Manage the availability of Linux virtual machines
Learn ways to set up and manage multiple virtual machines to ensure high availability for your Linux application in Azure. You can also manage the availability of Windows virtual machines.
For instructions on creating an availability set using CLI in the Resource Manager deployment model, see azure availset: commands to manage your availability sets.
Understand VM Reboots - maintenance vs. downtime
There are three scenarios that can lead to virtual machine in Azure being impacted: unplanned hardware maintenance, unexpected downtime, and planned maintenance.
Unplanned Hardware Maintenance Event occurs when the Azure platform predicts that the hardware or any platform component associated to a physical machine, is about to fail. When the platform predicts a failure, it will issue an unplanned hardware maintenance event to reduce the impact to the virtual machines hosted on that hardware. Azure uses Live Migration technology to migrate the Virtual Machines from the failing hardware to a healthy physical machine. Live Migration is a VM preserving operation that only pauses the Virtual Machine for a short time. Memory, open files, and network connections are maintained, but performance might be reduced before and/or after the event. In cases where Live Migration cannot be used, the VM will experience Unexpected Downtime, as described below.
An Unexpected Downtime is when the hardware or the physical infrastructure for the virtual machine fails unexpectedly. This can include local network failures, local disk failures, or other rack level failures. When detected, the Azure platform automatically migrates (heals) your virtual machine to a healthy physical machine in the same datacenter. During the healing procedure, virtual machines experience downtime (reboot) and in some cases loss of the temporary drive. The attached OS and data disks are always preserved.
Virtual machines can also experience downtime in the unlikely event of an outage or disaster that affects an entire datacenter, or even an entire region.

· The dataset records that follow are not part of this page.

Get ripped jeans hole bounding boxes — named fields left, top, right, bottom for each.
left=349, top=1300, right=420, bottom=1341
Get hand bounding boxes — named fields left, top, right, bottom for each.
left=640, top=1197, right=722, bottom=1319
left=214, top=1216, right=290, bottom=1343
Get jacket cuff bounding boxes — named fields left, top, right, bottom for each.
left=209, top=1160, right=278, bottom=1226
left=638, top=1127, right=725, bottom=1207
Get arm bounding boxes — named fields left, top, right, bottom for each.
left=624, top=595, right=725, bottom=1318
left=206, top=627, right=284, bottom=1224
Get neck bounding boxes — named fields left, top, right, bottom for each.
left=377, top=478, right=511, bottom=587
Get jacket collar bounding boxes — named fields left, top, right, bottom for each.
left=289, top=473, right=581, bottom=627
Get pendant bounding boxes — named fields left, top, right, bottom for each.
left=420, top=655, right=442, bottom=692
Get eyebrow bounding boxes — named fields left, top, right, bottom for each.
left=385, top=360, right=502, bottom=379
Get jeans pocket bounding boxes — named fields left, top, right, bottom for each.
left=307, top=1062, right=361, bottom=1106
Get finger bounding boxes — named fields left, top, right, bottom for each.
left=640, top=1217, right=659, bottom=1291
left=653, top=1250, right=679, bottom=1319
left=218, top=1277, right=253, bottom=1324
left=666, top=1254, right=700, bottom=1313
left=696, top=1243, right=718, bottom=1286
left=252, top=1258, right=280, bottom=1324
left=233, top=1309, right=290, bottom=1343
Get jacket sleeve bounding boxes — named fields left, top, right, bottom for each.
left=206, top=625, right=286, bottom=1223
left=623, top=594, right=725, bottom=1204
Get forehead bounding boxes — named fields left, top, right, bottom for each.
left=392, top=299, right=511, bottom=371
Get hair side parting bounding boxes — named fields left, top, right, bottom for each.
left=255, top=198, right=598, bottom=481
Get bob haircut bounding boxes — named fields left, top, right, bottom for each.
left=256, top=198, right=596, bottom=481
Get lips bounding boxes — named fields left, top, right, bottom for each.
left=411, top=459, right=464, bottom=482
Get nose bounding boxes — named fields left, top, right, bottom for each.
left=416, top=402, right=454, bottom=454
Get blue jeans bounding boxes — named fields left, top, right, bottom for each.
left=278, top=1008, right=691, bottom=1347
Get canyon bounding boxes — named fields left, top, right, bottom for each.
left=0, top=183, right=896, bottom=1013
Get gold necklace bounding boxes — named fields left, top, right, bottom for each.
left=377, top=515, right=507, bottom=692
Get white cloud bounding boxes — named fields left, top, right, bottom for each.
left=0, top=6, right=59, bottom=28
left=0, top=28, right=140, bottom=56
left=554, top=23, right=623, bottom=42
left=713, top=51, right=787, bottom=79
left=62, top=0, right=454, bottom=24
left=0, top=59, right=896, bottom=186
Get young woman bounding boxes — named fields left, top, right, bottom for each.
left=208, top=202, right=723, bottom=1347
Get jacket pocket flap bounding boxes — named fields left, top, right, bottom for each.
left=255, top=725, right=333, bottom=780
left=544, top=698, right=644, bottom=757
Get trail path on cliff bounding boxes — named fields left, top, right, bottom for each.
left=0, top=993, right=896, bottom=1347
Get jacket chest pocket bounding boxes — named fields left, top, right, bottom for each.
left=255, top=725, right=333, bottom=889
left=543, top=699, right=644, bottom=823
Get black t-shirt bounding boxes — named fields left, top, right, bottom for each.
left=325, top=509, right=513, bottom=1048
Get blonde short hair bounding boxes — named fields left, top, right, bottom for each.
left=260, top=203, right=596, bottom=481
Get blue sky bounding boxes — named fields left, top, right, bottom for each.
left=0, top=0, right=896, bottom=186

For these scenarios, Azure provides protection options including availability zones and paired regions.
Planned Maintenance events are periodic updates made by Microsoft to the underlying Azure platform to improve overall reliability, performance, and security of the platform infrastructure that your virtual machines run on. Most of these updates are performed without any impact upon your Virtual Machines or Cloud Services (see VM Preserving Maintenance). While the Azure platform attempts to use VM Preserving Maintenance in all possible occasions, there are rare instances when these updates require a reboot of your virtual machine to apply the required updates to the underlying infrastructure. In this case, you can perform Azure Planned Maintenance with Maintenance-Redeploy operation by initiating the maintenance for their VMs in the suitable time window. For more information, see Planned Maintenance for Virtual Machines.

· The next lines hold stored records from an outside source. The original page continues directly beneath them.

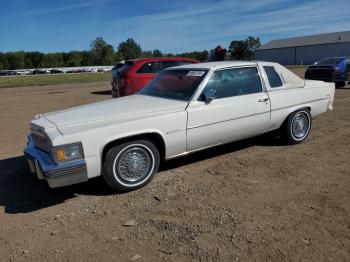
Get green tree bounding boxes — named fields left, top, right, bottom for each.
left=118, top=38, right=142, bottom=60
left=229, top=36, right=261, bottom=60
left=90, top=37, right=115, bottom=65
left=0, top=53, right=8, bottom=70
left=247, top=36, right=261, bottom=54
left=152, top=49, right=163, bottom=57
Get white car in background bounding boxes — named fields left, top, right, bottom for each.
left=24, top=61, right=334, bottom=192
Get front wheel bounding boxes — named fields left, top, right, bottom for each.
left=281, top=109, right=311, bottom=144
left=103, top=140, right=160, bottom=192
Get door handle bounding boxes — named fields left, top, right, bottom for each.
left=258, top=97, right=269, bottom=102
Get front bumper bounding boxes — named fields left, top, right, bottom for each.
left=24, top=135, right=88, bottom=188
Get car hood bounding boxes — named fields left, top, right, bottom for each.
left=42, top=95, right=187, bottom=129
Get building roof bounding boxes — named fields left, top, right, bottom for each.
left=257, top=31, right=350, bottom=50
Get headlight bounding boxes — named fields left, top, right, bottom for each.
left=53, top=143, right=83, bottom=162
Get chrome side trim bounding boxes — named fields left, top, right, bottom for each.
left=187, top=111, right=270, bottom=130
left=166, top=128, right=186, bottom=135
left=271, top=97, right=329, bottom=112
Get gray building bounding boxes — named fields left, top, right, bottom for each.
left=255, top=31, right=350, bottom=65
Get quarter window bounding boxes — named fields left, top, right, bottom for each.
left=137, top=62, right=156, bottom=74
left=264, top=66, right=283, bottom=88
left=201, top=67, right=261, bottom=98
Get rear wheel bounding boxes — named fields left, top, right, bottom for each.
left=281, top=109, right=311, bottom=144
left=103, top=140, right=160, bottom=192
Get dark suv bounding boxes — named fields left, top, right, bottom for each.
left=112, top=57, right=199, bottom=97
left=305, top=57, right=350, bottom=87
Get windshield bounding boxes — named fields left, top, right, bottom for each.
left=316, top=57, right=343, bottom=65
left=140, top=69, right=207, bottom=101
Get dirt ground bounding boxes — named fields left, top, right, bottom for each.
left=0, top=75, right=350, bottom=261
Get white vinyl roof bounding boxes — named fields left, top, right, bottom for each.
left=169, top=61, right=256, bottom=69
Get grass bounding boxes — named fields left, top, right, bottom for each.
left=0, top=71, right=112, bottom=88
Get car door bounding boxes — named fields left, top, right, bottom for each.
left=187, top=67, right=270, bottom=151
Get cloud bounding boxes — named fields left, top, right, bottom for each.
left=23, top=0, right=112, bottom=16
left=101, top=0, right=349, bottom=52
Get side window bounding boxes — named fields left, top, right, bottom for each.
left=201, top=67, right=262, bottom=98
left=137, top=62, right=156, bottom=74
left=177, top=60, right=194, bottom=65
left=264, top=66, right=283, bottom=88
left=159, top=61, right=178, bottom=70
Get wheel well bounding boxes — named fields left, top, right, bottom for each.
left=281, top=106, right=311, bottom=127
left=101, top=133, right=165, bottom=163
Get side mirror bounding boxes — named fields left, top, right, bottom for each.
left=204, top=89, right=216, bottom=104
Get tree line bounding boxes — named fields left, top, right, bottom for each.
left=0, top=36, right=261, bottom=70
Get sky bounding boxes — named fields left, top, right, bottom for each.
left=0, top=0, right=350, bottom=53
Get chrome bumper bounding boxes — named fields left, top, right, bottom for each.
left=24, top=135, right=88, bottom=188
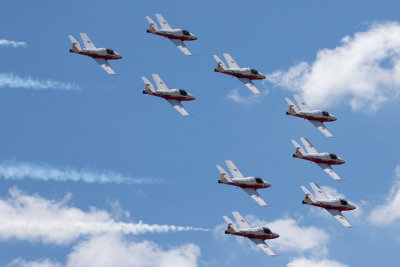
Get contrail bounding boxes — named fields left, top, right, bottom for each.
left=0, top=160, right=165, bottom=184
left=0, top=187, right=208, bottom=244
left=0, top=39, right=28, bottom=47
left=0, top=73, right=80, bottom=91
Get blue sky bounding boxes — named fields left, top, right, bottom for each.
left=0, top=0, right=400, bottom=267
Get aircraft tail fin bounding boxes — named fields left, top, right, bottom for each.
left=217, top=165, right=232, bottom=183
left=222, top=216, right=239, bottom=234
left=142, top=76, right=156, bottom=93
left=68, top=35, right=82, bottom=52
left=213, top=55, right=226, bottom=72
left=285, top=98, right=299, bottom=114
left=146, top=16, right=159, bottom=32
left=300, top=186, right=316, bottom=204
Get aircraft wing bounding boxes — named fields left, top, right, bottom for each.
left=250, top=238, right=276, bottom=256
left=156, top=14, right=172, bottom=30
left=327, top=209, right=351, bottom=228
left=300, top=137, right=318, bottom=153
left=225, top=160, right=244, bottom=178
left=232, top=211, right=251, bottom=229
left=224, top=53, right=240, bottom=69
left=93, top=58, right=115, bottom=74
left=310, top=183, right=330, bottom=201
left=170, top=39, right=192, bottom=56
left=81, top=32, right=96, bottom=49
left=309, top=120, right=333, bottom=137
left=151, top=74, right=169, bottom=92
left=238, top=78, right=261, bottom=95
left=242, top=188, right=268, bottom=207
left=317, top=163, right=342, bottom=181
left=293, top=95, right=311, bottom=111
left=166, top=99, right=189, bottom=117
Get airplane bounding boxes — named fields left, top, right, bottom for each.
left=68, top=33, right=122, bottom=74
left=301, top=183, right=356, bottom=228
left=142, top=74, right=195, bottom=117
left=213, top=53, right=265, bottom=95
left=146, top=14, right=197, bottom=56
left=292, top=137, right=345, bottom=181
left=223, top=211, right=279, bottom=256
left=285, top=95, right=337, bottom=137
left=217, top=160, right=271, bottom=207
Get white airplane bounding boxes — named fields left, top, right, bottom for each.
left=292, top=137, right=345, bottom=181
left=68, top=33, right=122, bottom=74
left=213, top=53, right=265, bottom=95
left=217, top=160, right=271, bottom=206
left=285, top=95, right=337, bottom=137
left=301, top=183, right=356, bottom=228
left=142, top=74, right=195, bottom=116
left=223, top=211, right=279, bottom=256
left=146, top=14, right=197, bottom=56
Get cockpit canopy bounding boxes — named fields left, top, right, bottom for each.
left=179, top=89, right=187, bottom=95
left=263, top=227, right=272, bottom=234
left=250, top=69, right=258, bottom=74
left=255, top=177, right=263, bottom=184
left=329, top=153, right=338, bottom=159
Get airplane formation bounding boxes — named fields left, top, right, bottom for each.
left=65, top=14, right=356, bottom=256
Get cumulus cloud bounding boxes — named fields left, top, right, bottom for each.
left=0, top=160, right=164, bottom=184
left=0, top=187, right=207, bottom=244
left=0, top=73, right=80, bottom=91
left=213, top=215, right=329, bottom=255
left=368, top=165, right=400, bottom=226
left=7, top=234, right=200, bottom=267
left=287, top=257, right=348, bottom=267
left=267, top=22, right=400, bottom=111
left=0, top=39, right=28, bottom=47
left=226, top=89, right=268, bottom=104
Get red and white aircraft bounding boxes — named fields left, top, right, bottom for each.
left=285, top=95, right=336, bottom=137
left=146, top=14, right=197, bottom=56
left=292, top=137, right=345, bottom=181
left=68, top=33, right=122, bottom=74
left=217, top=160, right=271, bottom=206
left=142, top=74, right=195, bottom=117
left=213, top=53, right=265, bottom=95
left=301, top=183, right=356, bottom=228
left=223, top=211, right=279, bottom=256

To reduce the impact of downtime due to one or more of these events, we recommend the following high availability best practices for your virtual machines:
- Configure multiple virtual machines in an availability set for redundancy
- Use managed disks for VMs in an availability set
- Use scheduled events to proactively response to VM impacting events
- Configure each application tier into separate availability sets
- Combine a Load Balancer with availability sets
- Use availability zones to protect from datacenter level failures
Use availability zones to protect from datacenter level failures
Availability zones expand the level of control you have to maintain the availability of the applications and data on your VMs. Availability Zones are unique physical locations within an Azure region. Each zone is made up of one or more datacenters equipped with independent power, cooling, and networking. To ensure resiliency, there are a minimum of three separate zones in all enabled regions. The physical separation of Availability Zones within a region protects applications and data from datacenter failures. Zone-redundant services replicate your applications and data across Availability Zones to protect from single-points-of-failure.

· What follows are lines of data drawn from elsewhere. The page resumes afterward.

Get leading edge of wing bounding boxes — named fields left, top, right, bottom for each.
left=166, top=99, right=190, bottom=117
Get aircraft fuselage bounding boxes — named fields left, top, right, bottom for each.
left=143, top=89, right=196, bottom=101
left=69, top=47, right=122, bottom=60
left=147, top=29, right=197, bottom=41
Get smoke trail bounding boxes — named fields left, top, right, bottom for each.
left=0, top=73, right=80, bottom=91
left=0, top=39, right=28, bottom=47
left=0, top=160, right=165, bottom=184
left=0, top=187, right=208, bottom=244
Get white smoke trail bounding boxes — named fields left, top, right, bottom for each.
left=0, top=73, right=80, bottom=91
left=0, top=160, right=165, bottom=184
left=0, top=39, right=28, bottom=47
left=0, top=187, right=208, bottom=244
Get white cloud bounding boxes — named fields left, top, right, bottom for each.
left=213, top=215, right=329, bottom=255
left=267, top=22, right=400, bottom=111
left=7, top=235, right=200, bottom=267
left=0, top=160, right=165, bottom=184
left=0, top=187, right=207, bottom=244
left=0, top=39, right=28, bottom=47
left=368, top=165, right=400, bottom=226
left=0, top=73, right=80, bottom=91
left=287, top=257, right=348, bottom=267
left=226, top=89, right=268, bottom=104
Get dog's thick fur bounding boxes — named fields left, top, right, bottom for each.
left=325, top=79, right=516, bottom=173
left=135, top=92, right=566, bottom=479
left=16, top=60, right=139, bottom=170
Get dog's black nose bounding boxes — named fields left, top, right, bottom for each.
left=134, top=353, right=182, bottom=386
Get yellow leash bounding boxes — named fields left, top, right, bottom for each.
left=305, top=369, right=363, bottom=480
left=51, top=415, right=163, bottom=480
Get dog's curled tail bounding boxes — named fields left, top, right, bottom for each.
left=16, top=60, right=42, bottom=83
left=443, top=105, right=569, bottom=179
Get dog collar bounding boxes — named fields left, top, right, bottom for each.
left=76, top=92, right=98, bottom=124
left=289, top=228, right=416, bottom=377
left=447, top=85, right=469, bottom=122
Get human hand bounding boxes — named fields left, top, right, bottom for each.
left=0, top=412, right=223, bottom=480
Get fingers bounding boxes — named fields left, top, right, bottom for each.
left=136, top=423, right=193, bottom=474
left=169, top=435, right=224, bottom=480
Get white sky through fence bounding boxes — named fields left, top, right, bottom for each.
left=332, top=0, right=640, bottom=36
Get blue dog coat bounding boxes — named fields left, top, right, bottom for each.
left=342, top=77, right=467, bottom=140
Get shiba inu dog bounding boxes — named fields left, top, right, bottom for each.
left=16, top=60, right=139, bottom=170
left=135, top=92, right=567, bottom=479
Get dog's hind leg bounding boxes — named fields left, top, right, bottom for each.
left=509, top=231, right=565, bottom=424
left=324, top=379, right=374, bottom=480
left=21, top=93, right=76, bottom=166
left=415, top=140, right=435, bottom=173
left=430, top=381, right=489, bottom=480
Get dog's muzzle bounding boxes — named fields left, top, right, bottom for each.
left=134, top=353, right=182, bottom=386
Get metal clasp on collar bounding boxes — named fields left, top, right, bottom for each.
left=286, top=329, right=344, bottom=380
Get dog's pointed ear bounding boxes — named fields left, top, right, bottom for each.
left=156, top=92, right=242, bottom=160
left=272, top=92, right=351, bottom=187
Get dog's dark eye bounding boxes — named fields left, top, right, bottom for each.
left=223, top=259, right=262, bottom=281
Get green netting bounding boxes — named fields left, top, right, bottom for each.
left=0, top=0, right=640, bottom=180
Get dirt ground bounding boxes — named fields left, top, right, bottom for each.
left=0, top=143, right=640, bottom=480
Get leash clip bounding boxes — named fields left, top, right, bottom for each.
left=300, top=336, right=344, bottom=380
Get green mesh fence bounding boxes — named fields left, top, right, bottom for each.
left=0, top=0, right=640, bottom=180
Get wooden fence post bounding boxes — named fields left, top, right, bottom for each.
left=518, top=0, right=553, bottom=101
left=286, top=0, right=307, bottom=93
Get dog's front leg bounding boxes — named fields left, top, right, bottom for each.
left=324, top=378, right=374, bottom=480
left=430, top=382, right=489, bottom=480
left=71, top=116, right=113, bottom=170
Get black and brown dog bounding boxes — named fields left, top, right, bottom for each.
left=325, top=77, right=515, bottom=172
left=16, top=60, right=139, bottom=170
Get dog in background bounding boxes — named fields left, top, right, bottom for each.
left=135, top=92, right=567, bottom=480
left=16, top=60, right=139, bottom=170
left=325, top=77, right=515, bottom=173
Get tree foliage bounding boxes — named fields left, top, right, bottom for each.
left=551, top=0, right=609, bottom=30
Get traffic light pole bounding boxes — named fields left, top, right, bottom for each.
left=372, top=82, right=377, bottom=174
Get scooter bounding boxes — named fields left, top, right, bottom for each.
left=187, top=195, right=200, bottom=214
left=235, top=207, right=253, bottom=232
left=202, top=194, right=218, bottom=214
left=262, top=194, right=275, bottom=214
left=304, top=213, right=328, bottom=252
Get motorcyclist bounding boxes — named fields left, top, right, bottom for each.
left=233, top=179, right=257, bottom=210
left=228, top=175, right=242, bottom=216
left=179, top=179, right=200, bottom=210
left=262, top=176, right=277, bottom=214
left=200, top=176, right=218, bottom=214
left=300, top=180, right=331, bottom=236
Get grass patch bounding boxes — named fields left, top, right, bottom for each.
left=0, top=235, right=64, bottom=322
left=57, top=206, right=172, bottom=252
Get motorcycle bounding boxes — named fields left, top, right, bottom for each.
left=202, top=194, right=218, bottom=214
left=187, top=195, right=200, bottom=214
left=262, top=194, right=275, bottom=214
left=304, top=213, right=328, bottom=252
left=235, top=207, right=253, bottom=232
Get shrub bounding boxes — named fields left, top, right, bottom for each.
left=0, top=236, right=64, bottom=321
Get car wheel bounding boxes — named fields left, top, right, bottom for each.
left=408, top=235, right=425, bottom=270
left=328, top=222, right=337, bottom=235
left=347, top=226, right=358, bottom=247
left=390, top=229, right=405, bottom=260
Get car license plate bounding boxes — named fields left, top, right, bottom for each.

An Availability Zone in an Azure region is a combination of a fault domain and an update domain. For example, if you create three or more VMs across three zones in an Azure region, your VMs are effectively distributed across three fault domains and three update domains. The Azure platform recognizes this distribution across update domains to make sure that VMs in different zones are not updated at the same time.
With Availability Zones, Azure offers industry best 99.99% VM uptime SLA. By architecting your solutions to use replicated VMs in zones, you can protect your applications and data from the loss of a datacenter. If one zone is compromised, then replicated apps and data are instantly available in another zone.
Configure multiple virtual machines in an availability set for redundancy
Availability sets are another datacenter configuration to provide VM redundancy and availability. This configuration within a datacenter ensures that during either a planned or unplanned maintenance event, at least one virtual machine is available and meets the 99.95% Azure SLA. For more information, see the SLA for Virtual Machines.
Avoid leaving a single instance virtual machine in an availability set by itself. VMs in this configuration do not qualify for a SLA guarantee and face downtime during Azure planned maintenance events, except when a single VM is using Azure premium SSDs. For single VMs using premium SSDs, the Azure SLA applies.
Each virtual machine in your availability set is assigned an update domain and a fault domain by the underlying Azure platform. For a given availability set, five non-user-configurable update domains are assigned by default (Resource Manager deployments can then be increased to provide up to 20 update domains) to indicate groups of virtual machines and underlying physical hardware that can be rebooted at the same time. When more than five virtual machines are configured within a single availability set, the sixth virtual machine is placed into the same update domain as the first virtual machine, the seventh in the same update domain as the second virtual machine, and so on. The order of update domains being rebooted may not proceed sequentially during planned maintenance, but only one update domain is rebooted at a time. A rebooted update domain is given 30 minutes to recover before maintenance is initiated on a different update domain.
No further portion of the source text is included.